Fastest qrotate of an array in hubram? - Found

bob_g4bby · 2025-12-01 03:00

I have a 1024 element buffer in hubram of x0,y0,x1,y1,x2,y2 .. x1023,y1023. I set x1023,y1023 to 1000,0. I'm attempting to fill the buffer with a sinewave, amplitude 1000 with this code:-

code sine       ( array arraysize binangle -- )
    mov PTRA,b
    shl PTRA,#3
    add PTRA,c
    sub PTRA,#8                         ' ptra points to last sample in the array
    rdlong xx,ptra++
    rdlong yy,ptra                      ' xx,yy loaded with last sample in the array
    mov zz,a                               ' zz loaded with the intersample binangle
    mov PTRA,c                          ' PTRA points to start of array
    rep #3,#preload                  ' repeat preloading a number of x,y points into the cordic queue
    setq yy                                       ' yy = y value of sample
    qrotate xx,zz                             ' rotate xx,yy by zz binangle
    add zz,a                                     ' zz = zz + binangle
    ' rep #7,#therest                 ' repeat reading rotated x,y + writing more points to cordic
    ' getqx r2
    ' wrlong r2,ptra++                     ' store rotated x in array
    ' getqy r2                                    ' store rotated y in array
    ' wrlong r2,ptra++
    ' setq yy                                      ' y value
    ' qrotate xx,zz                            ' rotate x,y, by zz angle
    ' add zz,a                                     ' zz = zz + binangle
    rep #4,#preload                   ' repeat reading the remaining points from the cordic queue
    getqx r2                                       ' store rotated x in array
    wrlong r2,ptra++
    getqy r2                                       ' store rotated y in array
    wrlong r2,ptra++
    3DROP;                                   ' tidy up the data stack
end

If I uncomment the middle section, 'sine' crashes. I suspect my timing is off and cordic results are being lost. Has anyone successfully done an 'overlapped' cordic on a large buffer in hub ram. Some sample code would be appreciated if you have. I'm tempted to learn some more Spin and rewrite in Pnut, but (I presume) you can't single step this code, it would still leave me guessing at what's wrong. (The cordic engine doesn't slow down during single step and results would be lost)

Cheers, Bob

evanh · 2025-12-01 06:59

I'd be looking carefully at where PTRA ends up addressing.

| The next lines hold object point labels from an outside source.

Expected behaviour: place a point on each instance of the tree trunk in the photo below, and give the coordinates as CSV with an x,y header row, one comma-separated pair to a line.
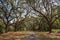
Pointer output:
x,y
6,28
50,28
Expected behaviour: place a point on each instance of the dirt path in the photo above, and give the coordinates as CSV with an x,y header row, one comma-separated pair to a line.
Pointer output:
x,y
31,36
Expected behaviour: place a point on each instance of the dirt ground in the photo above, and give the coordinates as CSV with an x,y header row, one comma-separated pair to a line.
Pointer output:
x,y
30,36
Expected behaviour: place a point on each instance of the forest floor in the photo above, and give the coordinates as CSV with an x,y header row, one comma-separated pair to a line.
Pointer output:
x,y
30,36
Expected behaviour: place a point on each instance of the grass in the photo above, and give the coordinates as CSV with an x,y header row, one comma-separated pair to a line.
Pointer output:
x,y
21,35
56,30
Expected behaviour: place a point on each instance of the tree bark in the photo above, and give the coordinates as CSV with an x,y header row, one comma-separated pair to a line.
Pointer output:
x,y
50,28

bob_g4bby · 2025-12-01 07:51

That could be it, @evanh , I'll comment out the cordic stuff and stick in some ptra monitoring to see where it strays outside the array

Wuerfel_21 · 2025-12-01 13:23

Possible PTRA related problems aside (are you allowed to use PTRA? In Spin2 inline ASM you wouldn't be, it's used as stack pointer! PTRB is free instead), this can't possibly work because of the CORDIC pipelining.
With

    rep #3,#preload                  ' repeat preloading a number of x,y points into the cordic queue
    setq yy                                       ' yy = y value of sample
    qrotate xx,zz                             ' rotate xx,yy by zz binangle
    add zz,a                                     ' zz = zz + binangle

you're issuing commands very 8 cycles (every available slot). Meanwhile the following loop

    rep #7,#therest                 ' repeat reading rotated x,y + writing more points to cordic
    getqx r2
    wrlong r2,ptra++                     ' store rotated x in array
    getqy r2                                    ' store rotated y in array
    wrlong r2,ptra++
    setq yy                                      ' y value
    qrotate xx,zz                            ' rotate x,y, by zz angle
    add zz,a                                     ' zz = zz + binangle

would run slower and more importantly, inconsistently. The first GETQX stalls until a result is available, then WRLONG will stall an amount depending on the current slice alignment, which may even be more than 8 cycles, which makes GETQY run too late to grab the first result.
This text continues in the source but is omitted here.